Book Review: The Coaching Manual by Julie Starr

I’ve reviewed several advanced coaching books in the past but I was asked to recommend a good introduction to the topic to support those attending my various coaching training sessions. Coaching is proven to be an effective way to develop and retain your team members. Coaching is an essential leadership skill and a domain of emotional intelligence (Research on leadership and emotional intelligence (EQ) ( As an accredited psychotherapeutic counsellor and a qualified and experienced coach I recommend this book. Book Review: The Coaching Manual by Julie Starr

Overview of The Coaching Manual by Julie Starr

The coaching manual – Your step-by-step guide to becoming a great coach (fifth edition, published 2021) is by Julie Starr. Its subtitle is “the definitive guide to the process, principles and skills of personal coaching”.

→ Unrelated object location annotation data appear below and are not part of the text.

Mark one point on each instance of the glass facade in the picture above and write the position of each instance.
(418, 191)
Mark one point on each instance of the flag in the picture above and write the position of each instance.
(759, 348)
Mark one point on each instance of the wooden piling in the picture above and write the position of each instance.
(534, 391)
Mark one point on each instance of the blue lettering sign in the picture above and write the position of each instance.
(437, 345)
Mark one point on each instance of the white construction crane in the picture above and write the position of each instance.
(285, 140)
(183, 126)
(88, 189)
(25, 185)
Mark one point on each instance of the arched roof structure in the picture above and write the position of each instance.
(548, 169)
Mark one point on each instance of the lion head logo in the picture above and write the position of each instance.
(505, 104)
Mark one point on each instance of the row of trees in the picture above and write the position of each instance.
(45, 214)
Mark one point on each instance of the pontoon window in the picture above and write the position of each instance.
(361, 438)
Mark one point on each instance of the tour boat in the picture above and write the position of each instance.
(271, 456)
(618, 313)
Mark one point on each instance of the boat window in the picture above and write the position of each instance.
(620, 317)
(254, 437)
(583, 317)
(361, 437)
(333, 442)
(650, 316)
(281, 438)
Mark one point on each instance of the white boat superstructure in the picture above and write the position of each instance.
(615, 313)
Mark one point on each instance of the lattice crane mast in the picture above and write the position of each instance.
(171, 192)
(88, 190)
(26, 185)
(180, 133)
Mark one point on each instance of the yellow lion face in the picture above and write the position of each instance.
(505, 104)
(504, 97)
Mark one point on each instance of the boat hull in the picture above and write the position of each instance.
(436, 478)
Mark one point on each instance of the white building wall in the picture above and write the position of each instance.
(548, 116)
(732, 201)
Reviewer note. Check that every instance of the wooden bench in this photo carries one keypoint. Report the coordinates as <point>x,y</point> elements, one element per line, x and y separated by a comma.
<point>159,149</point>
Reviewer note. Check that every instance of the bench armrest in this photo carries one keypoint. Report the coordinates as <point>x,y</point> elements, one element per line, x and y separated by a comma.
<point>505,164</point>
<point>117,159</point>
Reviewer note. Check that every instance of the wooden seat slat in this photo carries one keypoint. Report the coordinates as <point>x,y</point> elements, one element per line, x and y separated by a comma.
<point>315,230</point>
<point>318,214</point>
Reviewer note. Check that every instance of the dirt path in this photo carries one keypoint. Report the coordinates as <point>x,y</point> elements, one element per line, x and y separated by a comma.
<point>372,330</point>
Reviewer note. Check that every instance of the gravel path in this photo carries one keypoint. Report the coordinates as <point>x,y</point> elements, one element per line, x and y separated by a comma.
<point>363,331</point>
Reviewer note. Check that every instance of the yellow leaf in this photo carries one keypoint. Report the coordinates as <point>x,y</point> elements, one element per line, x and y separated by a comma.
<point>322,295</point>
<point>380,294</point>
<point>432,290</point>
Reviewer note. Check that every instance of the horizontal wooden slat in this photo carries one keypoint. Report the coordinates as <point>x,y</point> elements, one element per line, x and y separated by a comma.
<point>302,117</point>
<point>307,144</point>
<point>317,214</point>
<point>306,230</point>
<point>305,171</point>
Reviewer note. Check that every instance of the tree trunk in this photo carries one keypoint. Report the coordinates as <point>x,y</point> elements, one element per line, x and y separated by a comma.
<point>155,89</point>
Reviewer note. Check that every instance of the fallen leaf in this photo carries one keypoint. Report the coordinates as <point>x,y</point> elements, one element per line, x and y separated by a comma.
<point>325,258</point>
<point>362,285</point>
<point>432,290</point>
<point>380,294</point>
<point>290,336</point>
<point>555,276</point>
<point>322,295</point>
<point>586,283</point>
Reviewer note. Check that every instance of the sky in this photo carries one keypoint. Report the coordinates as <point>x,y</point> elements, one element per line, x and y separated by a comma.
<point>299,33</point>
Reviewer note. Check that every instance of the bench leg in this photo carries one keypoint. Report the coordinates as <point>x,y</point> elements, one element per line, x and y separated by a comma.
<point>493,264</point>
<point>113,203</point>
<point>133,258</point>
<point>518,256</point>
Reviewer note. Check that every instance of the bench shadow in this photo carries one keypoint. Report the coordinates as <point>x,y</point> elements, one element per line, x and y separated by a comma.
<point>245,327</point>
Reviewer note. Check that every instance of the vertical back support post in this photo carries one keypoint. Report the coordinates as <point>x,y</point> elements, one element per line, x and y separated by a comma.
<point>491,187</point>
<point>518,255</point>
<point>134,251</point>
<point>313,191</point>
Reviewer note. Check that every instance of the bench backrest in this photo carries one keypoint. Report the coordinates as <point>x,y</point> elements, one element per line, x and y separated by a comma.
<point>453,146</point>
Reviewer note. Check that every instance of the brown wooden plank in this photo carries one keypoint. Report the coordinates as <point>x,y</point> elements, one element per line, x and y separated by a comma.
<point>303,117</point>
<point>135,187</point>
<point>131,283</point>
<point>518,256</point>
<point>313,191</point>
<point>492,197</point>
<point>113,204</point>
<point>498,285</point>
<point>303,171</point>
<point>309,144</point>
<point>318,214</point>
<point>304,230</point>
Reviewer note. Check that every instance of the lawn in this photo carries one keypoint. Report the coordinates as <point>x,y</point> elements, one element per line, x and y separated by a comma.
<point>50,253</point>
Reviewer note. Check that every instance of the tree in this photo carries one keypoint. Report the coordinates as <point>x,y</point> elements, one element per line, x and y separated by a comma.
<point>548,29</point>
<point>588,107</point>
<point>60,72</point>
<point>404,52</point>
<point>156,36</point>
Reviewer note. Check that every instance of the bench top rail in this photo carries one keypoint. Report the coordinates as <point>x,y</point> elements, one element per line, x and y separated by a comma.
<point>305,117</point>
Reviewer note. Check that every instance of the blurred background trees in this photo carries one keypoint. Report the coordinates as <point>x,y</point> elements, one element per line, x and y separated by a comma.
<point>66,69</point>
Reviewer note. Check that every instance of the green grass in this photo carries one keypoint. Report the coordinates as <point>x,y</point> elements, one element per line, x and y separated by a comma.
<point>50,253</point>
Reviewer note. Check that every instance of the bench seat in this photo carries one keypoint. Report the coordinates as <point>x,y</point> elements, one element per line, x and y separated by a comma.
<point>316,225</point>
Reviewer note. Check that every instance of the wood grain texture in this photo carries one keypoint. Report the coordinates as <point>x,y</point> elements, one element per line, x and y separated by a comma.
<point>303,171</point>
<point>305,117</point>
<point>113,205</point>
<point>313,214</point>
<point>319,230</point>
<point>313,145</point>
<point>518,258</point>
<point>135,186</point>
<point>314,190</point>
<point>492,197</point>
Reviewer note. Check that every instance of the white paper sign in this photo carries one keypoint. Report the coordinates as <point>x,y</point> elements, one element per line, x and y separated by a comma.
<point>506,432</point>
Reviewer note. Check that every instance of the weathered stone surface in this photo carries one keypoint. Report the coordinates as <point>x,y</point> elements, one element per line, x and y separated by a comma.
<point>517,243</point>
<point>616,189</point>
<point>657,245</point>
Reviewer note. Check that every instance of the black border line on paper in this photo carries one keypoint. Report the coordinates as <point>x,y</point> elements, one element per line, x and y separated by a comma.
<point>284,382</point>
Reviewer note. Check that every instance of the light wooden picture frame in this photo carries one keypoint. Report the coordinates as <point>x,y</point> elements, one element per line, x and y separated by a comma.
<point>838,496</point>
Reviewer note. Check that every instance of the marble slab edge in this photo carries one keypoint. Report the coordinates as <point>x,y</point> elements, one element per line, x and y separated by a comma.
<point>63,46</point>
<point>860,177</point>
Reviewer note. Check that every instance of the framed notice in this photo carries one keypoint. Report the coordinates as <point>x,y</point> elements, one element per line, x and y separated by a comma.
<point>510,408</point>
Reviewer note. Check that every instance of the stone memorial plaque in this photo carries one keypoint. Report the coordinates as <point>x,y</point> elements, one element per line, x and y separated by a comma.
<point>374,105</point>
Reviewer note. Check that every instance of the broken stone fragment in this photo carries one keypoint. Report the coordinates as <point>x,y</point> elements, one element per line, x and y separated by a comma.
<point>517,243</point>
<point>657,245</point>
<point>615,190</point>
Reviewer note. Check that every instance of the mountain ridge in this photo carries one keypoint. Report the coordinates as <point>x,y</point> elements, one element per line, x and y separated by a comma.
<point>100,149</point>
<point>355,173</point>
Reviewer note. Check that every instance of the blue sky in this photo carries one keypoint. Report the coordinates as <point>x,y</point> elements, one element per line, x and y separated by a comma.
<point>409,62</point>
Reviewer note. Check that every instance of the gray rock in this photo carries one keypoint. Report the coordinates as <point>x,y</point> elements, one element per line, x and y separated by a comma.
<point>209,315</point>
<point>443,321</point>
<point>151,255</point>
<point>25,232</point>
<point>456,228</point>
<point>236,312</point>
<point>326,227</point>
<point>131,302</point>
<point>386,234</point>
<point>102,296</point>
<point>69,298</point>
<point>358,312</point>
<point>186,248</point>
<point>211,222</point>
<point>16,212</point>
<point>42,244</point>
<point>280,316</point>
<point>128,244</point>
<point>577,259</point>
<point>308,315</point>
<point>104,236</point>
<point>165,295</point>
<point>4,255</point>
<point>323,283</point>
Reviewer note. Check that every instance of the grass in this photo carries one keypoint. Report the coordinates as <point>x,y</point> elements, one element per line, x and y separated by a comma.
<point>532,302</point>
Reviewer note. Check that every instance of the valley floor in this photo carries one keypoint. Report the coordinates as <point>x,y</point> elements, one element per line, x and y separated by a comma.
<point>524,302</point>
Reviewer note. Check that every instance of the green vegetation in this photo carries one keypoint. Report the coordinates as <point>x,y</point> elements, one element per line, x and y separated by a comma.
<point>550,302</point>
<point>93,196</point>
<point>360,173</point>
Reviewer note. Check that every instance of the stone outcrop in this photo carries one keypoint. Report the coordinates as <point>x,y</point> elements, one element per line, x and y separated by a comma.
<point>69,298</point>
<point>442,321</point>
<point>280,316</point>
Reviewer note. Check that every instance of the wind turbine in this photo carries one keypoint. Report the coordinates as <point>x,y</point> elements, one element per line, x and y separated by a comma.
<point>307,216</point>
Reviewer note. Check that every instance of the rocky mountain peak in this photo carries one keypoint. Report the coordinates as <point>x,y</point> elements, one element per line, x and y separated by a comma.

This 250-page book (with a further 40 pages of resources) provides an excellent introduction to coaching – whether you are developing your coaching skills to use inhouse or considering qualifying as a professional coach in the future. Early on there is an examination of the attributes of a good (effective) coach.

It’s written in a simple and easy to read style – very down to earth and pragmatic. Each point is well illustrated with examples of coaching dialogue – so the reader can see exactly what is meant and the ideas in action. Throughout the book there are prompts and exercises to pause and reflect which are supplemented with stories and ”at a glance” summaries.

The book contains a lot of implicit psychology knowledge. Many techniques are from the counselling and therapeutic disciplines – there’s evidence of the person-centred Humanistic and Gestalt traditions (especially remaining in the “here and now” and being mindful about how your body reacts to situations).

The author advocates a collaborative approach to coaching – where the coach takes a supportive, non-directive approach through a process of enquiry, learning and action. Those who are interested in more directive approaches should probably explore material on mentoring.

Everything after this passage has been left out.